# Computation & Logic: How should we introduce our undergraduates to the foundations of informatics?

Speaker: Michael Fourman

**Abstract:**

I have taught the first-year computation and logic course for the past five years. This year for the first time it was formally merged with the Haskell course, which has always been taught independently, but in parallel.

The core content of the CL course consists of Propositional Calculus (notation, algebra, semantics, satisfiability, DPLL) and Finite State Machines (DFA, NFA, subset construction, regex). However, I think its primary contribution is at a meta-level: to introduce students to formalisation.

In this talk I will report on this year’s experience — I tried to strengthen the connection with Haskell by implementing representations and algorithms wherever I could. In some ways this worked but, as I will describe, in others it failed.

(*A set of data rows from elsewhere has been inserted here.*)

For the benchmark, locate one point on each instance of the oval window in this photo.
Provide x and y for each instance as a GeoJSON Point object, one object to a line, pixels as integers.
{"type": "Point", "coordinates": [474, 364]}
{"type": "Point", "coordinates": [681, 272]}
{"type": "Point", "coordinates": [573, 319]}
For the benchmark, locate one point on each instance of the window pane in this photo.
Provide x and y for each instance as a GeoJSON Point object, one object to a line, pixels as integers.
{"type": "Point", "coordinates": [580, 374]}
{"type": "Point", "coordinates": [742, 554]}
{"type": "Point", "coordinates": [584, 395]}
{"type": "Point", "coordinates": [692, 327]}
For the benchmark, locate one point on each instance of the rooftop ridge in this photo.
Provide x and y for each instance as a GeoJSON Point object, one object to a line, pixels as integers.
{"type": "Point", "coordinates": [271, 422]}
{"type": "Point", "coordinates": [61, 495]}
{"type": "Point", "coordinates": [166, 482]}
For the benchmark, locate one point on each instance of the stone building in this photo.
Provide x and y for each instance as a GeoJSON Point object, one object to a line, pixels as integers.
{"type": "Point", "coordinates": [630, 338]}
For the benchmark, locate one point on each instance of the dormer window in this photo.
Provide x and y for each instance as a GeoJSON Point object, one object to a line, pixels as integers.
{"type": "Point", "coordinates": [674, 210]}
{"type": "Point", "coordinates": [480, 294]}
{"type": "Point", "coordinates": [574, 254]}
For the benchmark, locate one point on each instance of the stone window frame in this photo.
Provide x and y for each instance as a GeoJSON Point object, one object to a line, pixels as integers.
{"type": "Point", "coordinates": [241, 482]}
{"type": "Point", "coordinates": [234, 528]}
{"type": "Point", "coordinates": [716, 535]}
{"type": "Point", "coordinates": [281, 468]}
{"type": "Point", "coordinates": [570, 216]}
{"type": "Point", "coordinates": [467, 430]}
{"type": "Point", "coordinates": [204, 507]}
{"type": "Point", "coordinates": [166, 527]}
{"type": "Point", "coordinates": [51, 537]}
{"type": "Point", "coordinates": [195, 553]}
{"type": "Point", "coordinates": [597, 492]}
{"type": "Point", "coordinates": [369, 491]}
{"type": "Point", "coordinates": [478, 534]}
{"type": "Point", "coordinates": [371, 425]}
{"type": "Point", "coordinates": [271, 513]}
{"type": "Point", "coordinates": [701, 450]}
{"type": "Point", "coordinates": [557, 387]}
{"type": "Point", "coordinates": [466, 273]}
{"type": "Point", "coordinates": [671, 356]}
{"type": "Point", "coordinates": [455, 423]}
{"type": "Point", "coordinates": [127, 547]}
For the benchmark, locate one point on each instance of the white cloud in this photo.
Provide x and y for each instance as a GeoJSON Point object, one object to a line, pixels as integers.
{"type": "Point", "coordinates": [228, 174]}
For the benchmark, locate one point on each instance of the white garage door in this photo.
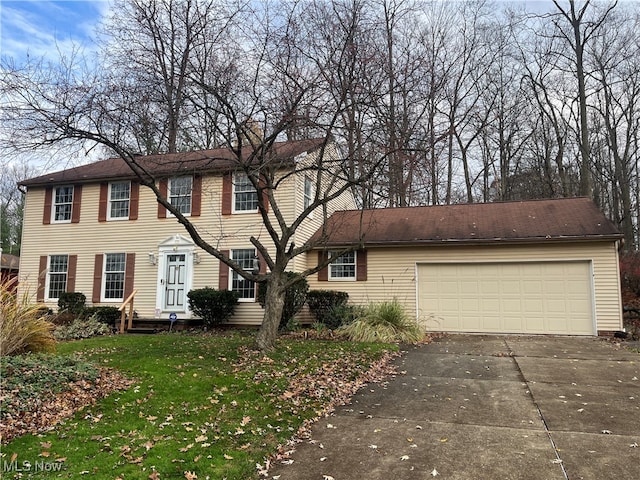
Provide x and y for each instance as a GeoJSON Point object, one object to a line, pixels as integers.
{"type": "Point", "coordinates": [519, 297]}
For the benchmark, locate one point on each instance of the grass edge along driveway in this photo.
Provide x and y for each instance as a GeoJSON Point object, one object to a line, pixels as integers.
{"type": "Point", "coordinates": [202, 406]}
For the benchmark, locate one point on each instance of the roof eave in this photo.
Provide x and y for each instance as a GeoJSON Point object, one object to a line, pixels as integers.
{"type": "Point", "coordinates": [478, 241]}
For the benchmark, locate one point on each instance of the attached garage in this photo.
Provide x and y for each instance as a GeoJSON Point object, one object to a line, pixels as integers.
{"type": "Point", "coordinates": [508, 297]}
{"type": "Point", "coordinates": [532, 267]}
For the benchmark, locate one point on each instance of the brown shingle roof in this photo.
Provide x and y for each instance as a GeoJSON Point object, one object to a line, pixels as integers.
{"type": "Point", "coordinates": [527, 221]}
{"type": "Point", "coordinates": [215, 160]}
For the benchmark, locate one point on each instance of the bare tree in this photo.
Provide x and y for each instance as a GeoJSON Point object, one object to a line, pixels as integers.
{"type": "Point", "coordinates": [578, 30]}
{"type": "Point", "coordinates": [616, 58]}
{"type": "Point", "coordinates": [152, 49]}
{"type": "Point", "coordinates": [44, 106]}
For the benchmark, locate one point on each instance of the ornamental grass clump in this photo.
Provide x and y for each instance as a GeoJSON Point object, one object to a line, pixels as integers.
{"type": "Point", "coordinates": [22, 327]}
{"type": "Point", "coordinates": [383, 322]}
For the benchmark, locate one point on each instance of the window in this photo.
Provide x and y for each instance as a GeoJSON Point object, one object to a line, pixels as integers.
{"type": "Point", "coordinates": [180, 189]}
{"type": "Point", "coordinates": [57, 277]}
{"type": "Point", "coordinates": [245, 196]}
{"type": "Point", "coordinates": [119, 197]}
{"type": "Point", "coordinates": [114, 268]}
{"type": "Point", "coordinates": [63, 204]}
{"type": "Point", "coordinates": [308, 192]}
{"type": "Point", "coordinates": [343, 267]}
{"type": "Point", "coordinates": [245, 288]}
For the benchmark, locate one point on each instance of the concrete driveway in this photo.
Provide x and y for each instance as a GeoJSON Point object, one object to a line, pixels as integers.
{"type": "Point", "coordinates": [486, 407]}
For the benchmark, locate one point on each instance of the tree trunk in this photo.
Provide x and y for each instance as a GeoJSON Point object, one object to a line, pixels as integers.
{"type": "Point", "coordinates": [274, 304]}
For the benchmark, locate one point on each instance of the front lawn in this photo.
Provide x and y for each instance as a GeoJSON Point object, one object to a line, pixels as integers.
{"type": "Point", "coordinates": [201, 406]}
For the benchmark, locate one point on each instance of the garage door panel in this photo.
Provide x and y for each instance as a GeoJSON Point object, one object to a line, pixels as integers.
{"type": "Point", "coordinates": [519, 297]}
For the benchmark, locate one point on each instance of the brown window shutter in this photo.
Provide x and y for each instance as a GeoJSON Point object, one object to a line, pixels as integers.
{"type": "Point", "coordinates": [97, 278]}
{"type": "Point", "coordinates": [71, 273]}
{"type": "Point", "coordinates": [129, 274]}
{"type": "Point", "coordinates": [77, 201]}
{"type": "Point", "coordinates": [227, 191]}
{"type": "Point", "coordinates": [265, 195]}
{"type": "Point", "coordinates": [102, 204]}
{"type": "Point", "coordinates": [323, 275]}
{"type": "Point", "coordinates": [223, 275]}
{"type": "Point", "coordinates": [163, 186]}
{"type": "Point", "coordinates": [361, 265]}
{"type": "Point", "coordinates": [196, 196]}
{"type": "Point", "coordinates": [42, 277]}
{"type": "Point", "coordinates": [134, 200]}
{"type": "Point", "coordinates": [263, 263]}
{"type": "Point", "coordinates": [46, 215]}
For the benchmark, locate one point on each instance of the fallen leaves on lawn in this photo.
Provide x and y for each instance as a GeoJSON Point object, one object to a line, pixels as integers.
{"type": "Point", "coordinates": [335, 383]}
{"type": "Point", "coordinates": [46, 414]}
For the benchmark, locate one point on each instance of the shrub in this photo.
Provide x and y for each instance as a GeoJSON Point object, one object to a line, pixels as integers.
{"type": "Point", "coordinates": [327, 306]}
{"type": "Point", "coordinates": [108, 315]}
{"type": "Point", "coordinates": [294, 298]}
{"type": "Point", "coordinates": [81, 329]}
{"type": "Point", "coordinates": [64, 317]}
{"type": "Point", "coordinates": [383, 322]}
{"type": "Point", "coordinates": [22, 327]}
{"type": "Point", "coordinates": [213, 306]}
{"type": "Point", "coordinates": [72, 302]}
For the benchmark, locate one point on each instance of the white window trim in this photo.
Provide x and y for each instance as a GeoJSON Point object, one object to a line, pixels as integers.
{"type": "Point", "coordinates": [233, 196]}
{"type": "Point", "coordinates": [103, 284]}
{"type": "Point", "coordinates": [109, 200]}
{"type": "Point", "coordinates": [331, 278]}
{"type": "Point", "coordinates": [171, 179]}
{"type": "Point", "coordinates": [53, 204]}
{"type": "Point", "coordinates": [232, 272]}
{"type": "Point", "coordinates": [48, 279]}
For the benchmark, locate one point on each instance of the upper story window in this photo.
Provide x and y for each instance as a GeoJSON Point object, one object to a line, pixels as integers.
{"type": "Point", "coordinates": [113, 278]}
{"type": "Point", "coordinates": [245, 196]}
{"type": "Point", "coordinates": [237, 283]}
{"type": "Point", "coordinates": [119, 200]}
{"type": "Point", "coordinates": [62, 204]}
{"type": "Point", "coordinates": [57, 276]}
{"type": "Point", "coordinates": [343, 267]}
{"type": "Point", "coordinates": [180, 189]}
{"type": "Point", "coordinates": [308, 192]}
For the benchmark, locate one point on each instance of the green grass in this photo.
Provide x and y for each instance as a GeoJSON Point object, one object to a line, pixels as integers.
{"type": "Point", "coordinates": [203, 404]}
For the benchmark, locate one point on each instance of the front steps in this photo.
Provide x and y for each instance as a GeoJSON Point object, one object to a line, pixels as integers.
{"type": "Point", "coordinates": [155, 325]}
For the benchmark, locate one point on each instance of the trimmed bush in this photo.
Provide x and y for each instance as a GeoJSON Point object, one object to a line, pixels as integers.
{"type": "Point", "coordinates": [213, 306]}
{"type": "Point", "coordinates": [328, 306]}
{"type": "Point", "coordinates": [64, 317]}
{"type": "Point", "coordinates": [294, 298]}
{"type": "Point", "coordinates": [108, 315]}
{"type": "Point", "coordinates": [22, 327]}
{"type": "Point", "coordinates": [81, 329]}
{"type": "Point", "coordinates": [383, 322]}
{"type": "Point", "coordinates": [73, 302]}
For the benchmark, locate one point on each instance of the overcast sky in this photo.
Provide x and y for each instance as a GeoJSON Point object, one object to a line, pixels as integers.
{"type": "Point", "coordinates": [39, 28]}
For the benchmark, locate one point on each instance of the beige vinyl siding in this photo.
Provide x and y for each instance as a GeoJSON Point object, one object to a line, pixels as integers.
{"type": "Point", "coordinates": [392, 272]}
{"type": "Point", "coordinates": [90, 237]}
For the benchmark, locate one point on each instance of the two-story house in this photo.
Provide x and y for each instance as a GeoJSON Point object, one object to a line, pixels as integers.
{"type": "Point", "coordinates": [94, 229]}
{"type": "Point", "coordinates": [532, 267]}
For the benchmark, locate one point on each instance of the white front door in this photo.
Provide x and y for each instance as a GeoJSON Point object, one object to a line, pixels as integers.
{"type": "Point", "coordinates": [174, 282]}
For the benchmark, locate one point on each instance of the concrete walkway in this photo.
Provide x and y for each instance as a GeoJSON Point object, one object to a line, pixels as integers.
{"type": "Point", "coordinates": [486, 407]}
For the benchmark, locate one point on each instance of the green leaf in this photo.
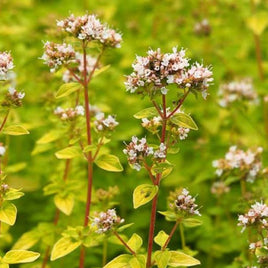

I have started to think of changes for next year, and will present some ideas, hoping for constructive criticisms and comments.

Two particular issues are:

- 1. The traditional presentation of CL has been based on naive set theory. I am minded to introduce a naive simple type theory instead.
- 2. In their informal reasoning, students are often confused by quantification — and this confusion shows in their (lack of) understanding of the propositional semantics (e.g. the semantics of clausal forms). I am minded to introduce explicitly the syntax and quantification over finite domains.

I hope to stimulate a productive discussion.